Philosophical fight on homosexuality

Oxford University’s Richard Swinburne, arguably the world’s leading Christian philosopher, recently caused a firestorm when he argued that homosexuality is a disease and homosexual sex is wrong.

Following his comments, a nasty brawl broke out. Notre Dame professor Michael Rea, who is part of the leadership team that invited Swinburne to the Society of Christian Philosophers, apologized for his comments. Yale University professor Jason Stanley was harsher. He responded to Swinburne and people who think like him by posting profanity on Facebook. The phrase was then repeated by Columbia University’s John Collins and University of British Columbia’s Jonathan Jenkins Ichikawa. Dan Steinberg stepped it up, posting, “Fist those guys.” Georgetown University’s Rebecca Kukla outdid them in her posting. Yale, Columbia, etc. are elite institutions and Ichikawa, Kukla, Rea, and Stanley are well-known in philosophy. The controversy reached Inside Higher Education and is still swirling about.
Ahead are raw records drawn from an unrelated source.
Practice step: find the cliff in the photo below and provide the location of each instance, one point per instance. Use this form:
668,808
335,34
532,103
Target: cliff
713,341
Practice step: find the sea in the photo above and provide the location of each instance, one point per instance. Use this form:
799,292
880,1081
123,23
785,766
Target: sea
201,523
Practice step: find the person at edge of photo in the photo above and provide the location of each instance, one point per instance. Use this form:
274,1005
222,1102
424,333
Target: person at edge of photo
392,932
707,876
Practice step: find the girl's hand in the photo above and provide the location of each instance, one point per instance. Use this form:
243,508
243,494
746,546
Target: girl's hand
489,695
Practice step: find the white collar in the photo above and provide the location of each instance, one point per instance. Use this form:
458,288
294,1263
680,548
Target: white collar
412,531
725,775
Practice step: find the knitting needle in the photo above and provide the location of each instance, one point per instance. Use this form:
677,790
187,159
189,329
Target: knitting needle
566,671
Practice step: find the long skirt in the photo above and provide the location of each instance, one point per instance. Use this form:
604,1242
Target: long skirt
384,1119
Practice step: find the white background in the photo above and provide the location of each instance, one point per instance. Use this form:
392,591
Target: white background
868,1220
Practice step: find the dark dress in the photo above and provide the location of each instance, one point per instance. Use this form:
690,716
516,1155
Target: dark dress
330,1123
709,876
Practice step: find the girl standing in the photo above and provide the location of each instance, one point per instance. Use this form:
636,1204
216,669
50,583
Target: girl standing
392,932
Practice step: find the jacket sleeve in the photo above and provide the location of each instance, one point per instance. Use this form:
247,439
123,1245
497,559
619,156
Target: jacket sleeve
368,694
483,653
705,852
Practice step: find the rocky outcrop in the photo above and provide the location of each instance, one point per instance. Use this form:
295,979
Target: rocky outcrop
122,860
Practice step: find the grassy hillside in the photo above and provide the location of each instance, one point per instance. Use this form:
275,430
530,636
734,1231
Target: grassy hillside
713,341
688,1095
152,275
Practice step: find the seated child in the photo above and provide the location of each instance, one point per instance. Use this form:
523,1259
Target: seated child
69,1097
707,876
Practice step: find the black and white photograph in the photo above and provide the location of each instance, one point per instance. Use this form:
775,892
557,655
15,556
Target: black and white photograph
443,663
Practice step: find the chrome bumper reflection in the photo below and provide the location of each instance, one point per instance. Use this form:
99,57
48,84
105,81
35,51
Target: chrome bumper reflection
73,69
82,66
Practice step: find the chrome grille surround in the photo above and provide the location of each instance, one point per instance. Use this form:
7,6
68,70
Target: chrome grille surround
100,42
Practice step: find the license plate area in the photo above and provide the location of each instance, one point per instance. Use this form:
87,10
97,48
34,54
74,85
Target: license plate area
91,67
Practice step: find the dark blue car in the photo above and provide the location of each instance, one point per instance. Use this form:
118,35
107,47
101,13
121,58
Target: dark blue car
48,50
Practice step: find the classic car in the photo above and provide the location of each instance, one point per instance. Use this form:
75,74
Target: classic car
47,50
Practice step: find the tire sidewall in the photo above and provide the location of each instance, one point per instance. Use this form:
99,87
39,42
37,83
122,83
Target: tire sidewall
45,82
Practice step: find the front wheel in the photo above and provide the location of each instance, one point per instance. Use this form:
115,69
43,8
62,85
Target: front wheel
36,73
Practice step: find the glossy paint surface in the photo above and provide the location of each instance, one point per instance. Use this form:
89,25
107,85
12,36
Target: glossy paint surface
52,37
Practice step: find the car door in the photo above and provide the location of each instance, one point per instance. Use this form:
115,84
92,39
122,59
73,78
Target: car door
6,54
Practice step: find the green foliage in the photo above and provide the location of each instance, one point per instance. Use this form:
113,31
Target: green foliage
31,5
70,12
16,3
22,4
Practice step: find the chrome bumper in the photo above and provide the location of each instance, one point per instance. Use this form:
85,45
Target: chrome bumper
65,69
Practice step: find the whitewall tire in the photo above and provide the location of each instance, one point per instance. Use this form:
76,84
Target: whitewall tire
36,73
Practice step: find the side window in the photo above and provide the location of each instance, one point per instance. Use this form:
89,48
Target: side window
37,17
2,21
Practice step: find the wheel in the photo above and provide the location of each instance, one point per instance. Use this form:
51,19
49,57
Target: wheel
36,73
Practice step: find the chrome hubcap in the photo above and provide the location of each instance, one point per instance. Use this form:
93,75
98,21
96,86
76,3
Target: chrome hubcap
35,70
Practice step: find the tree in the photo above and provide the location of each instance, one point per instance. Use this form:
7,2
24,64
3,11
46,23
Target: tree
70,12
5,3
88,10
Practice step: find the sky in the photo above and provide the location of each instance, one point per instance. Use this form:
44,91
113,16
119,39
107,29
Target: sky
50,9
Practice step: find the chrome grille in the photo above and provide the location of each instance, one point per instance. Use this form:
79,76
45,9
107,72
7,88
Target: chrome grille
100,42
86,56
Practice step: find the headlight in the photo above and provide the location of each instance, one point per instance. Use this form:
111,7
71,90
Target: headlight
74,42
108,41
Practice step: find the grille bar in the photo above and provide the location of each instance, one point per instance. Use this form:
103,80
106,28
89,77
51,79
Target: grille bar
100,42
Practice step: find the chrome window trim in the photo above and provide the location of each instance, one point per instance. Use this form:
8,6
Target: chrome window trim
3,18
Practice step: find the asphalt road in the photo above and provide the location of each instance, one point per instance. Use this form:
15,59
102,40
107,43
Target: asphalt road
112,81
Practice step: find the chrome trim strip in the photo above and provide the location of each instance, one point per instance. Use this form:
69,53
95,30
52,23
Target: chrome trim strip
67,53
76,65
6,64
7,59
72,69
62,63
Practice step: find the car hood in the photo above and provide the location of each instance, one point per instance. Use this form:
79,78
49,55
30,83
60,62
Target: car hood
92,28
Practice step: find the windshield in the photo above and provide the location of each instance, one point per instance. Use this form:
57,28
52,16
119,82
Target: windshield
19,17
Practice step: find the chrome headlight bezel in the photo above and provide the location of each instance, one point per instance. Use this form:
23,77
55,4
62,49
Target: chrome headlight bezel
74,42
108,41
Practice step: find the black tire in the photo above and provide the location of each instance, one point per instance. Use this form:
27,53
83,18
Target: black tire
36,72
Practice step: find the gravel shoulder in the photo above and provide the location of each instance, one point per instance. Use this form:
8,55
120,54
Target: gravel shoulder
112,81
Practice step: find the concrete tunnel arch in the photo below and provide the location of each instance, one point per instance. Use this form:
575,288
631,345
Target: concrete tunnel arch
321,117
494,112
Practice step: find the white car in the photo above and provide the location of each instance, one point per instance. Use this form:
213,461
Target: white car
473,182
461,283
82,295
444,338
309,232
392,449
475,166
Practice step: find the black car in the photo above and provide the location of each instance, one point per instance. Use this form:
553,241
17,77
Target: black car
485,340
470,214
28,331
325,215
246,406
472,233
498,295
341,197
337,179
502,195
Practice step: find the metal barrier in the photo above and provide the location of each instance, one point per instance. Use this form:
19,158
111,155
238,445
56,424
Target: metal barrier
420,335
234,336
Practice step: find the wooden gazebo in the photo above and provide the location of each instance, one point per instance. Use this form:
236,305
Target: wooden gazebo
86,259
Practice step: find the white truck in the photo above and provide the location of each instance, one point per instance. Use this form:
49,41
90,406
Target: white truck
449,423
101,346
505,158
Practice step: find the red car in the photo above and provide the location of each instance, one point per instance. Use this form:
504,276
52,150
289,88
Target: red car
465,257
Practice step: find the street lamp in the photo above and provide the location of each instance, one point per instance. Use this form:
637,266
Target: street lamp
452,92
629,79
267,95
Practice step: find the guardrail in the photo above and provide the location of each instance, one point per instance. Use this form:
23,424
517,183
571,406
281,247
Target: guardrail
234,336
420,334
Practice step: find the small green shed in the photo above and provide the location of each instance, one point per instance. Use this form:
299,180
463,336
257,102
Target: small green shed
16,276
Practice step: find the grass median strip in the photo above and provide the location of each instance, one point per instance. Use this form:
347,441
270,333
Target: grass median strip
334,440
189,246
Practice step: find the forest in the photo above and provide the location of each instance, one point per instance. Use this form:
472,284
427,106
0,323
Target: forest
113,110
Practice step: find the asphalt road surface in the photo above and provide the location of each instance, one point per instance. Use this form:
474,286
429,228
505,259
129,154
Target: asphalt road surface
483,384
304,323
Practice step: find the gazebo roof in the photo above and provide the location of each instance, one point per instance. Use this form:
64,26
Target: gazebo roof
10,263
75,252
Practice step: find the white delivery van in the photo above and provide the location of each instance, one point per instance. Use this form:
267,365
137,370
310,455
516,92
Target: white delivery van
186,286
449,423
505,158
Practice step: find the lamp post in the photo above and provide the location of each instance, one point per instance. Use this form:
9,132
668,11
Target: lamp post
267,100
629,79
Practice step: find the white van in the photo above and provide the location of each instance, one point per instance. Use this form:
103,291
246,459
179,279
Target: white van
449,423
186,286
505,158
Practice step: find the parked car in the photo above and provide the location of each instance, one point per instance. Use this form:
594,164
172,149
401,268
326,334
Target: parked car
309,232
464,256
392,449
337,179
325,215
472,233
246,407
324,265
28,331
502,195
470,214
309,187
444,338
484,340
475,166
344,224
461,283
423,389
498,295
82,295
Swinburne gave two arguments in support of his claim that gay sex is wrong. First, God prohibits gay sex (see 1 Corinthians 6:9-10 and Romans 1:24-27). Second, gay sex is wrong because a climate of disapproval would prevent some people from becoming homosexual.

Swinburne argued that homosexuality is a reversible disease (or disability). On his account, it is a disease because a homosexual cannot beget children through a loving act with a lifelong partner. He also argued that homosexuality should not be encouraged because children nurtured by homosexual parents do not do as well in life as those nurtured by heterosexual biological parents.

Swinburne’s arguments fail. First, even if the Bible condemns gay sex, the Bible is unreliable on moral matters. The Bible also condemns money lending (Ezekiel 18:13) and permits slave-owning (Leviticus 25:44-46). These absurdities are enough to disqualify it.

Second, the inability to directly beget children with one’s partner does not show that something is a disease unless we build into the notion of a disease something like Swinburne’s or the Catholic view of sex. This would make medicine depend on theology and they are independent. For example, one can be a fine doctor without knowing anything about Christianity.

Third, even if homosexuality were a disease (or disability), this does not make gay sex wrong. Infertility is a disability, but this does not make it wrong for a husband to have sex with his infertile wife. If gay sex wrongs no one, then it is not wrong. Even if gay sex encourages children and young adults to be gay, no one has a duty to be a role model, let alone a moral saint. The notion that it wrongs God is even less plausible because God has no right to tell people what they can do with their lives. They are not his chattel slaves.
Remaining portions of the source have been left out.